COLUMBUS, Ohio (WCMH)–The City of Columbus’ growing bill with a law firm hired to investigate the use of force allegations against Columbus police officers has grown to more than 12 times the amount of the firm’s original contract.

NBC4 Investigates has learned from the Columbus Department of Public Safety that the cost of the ongoing investigation conducted by BakerHostetler now stands at $615,064.89. This exceeds the city’s current contract with the firm for costs not to exceed $550,000.

BakerHostetler is currently looking into the use of force allegations from the public against police officers tied to protests last summer, to see whether any officers violated department policy. NBC4 Investigates reported in March the firm’s findings that have been released so far.

The city first entered into a $50,000 contract with BakerHostetler in June to conduct the investigation.

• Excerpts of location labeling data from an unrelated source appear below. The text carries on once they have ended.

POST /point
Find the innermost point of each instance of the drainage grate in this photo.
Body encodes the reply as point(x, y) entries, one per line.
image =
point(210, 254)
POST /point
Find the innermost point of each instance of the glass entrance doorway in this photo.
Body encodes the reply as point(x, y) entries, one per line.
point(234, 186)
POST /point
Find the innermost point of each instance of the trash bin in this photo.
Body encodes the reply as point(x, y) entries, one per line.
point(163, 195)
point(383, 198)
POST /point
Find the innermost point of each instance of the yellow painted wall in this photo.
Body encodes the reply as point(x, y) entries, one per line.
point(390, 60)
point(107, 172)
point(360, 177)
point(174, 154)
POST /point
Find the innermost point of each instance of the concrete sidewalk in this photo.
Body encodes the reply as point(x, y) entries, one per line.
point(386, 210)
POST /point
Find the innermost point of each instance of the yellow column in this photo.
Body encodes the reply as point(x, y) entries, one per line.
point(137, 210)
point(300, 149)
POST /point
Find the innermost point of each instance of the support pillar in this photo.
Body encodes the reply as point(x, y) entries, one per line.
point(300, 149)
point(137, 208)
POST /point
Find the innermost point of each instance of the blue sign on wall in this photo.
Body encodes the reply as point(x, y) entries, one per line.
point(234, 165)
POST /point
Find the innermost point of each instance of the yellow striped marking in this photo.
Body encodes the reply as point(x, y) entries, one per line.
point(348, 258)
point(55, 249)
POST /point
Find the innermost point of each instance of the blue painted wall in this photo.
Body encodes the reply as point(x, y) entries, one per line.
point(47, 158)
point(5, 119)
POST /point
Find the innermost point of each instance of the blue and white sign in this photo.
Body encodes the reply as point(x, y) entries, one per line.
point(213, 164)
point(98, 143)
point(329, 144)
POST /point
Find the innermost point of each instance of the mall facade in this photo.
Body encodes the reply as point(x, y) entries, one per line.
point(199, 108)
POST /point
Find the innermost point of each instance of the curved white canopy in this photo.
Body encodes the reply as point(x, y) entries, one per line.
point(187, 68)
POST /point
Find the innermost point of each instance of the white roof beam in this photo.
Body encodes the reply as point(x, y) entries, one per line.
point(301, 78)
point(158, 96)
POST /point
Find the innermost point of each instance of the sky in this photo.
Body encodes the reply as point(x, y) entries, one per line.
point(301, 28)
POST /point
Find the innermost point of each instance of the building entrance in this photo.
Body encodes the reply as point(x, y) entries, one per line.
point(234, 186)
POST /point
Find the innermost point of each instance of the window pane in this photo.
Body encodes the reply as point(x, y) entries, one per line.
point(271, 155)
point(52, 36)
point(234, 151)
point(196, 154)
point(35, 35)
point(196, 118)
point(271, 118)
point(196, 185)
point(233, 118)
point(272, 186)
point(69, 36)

In July, the contract was increased to $550,000.

NBC4 Investigates reached out to BakerHostetler on Friday, which deferred comment to the city.

“We have a deficit in community trust in police. We will spend what is necessary to restore it,” said Mayor Andrew Ginther’s Deputy Chief of Staff, Robin Davis.

Glenn McEntyre, assistant director of the Department of Public Safety, said there is the potential for additional use of force investigations from BakerHostetler, following the findings of ongoing criminal investigations conducted by Special Prosecutor Kathleen Garber and retired FBI Agent Rick Wozniak.

The Columbus City Council voted this week to increase Garber’s contract from $30,000 to $80,000 to continue her work. She told NBC4 Investigates the investigation was taking longer than she had expected because officers were not participating in witness interviews.

Brian Steel, Vice President of the Fraternal Order of Police Capital City Lodge 9, said officers’ lawyers are advising them not to participate in those interviews out of concerns of self-incrimination. In an interview with NBC4 Investigates Wednesday, Steel said he felt the administrative and criminal investigations were unnecessary because Internal Affairs is equipped to handle investigations into officers.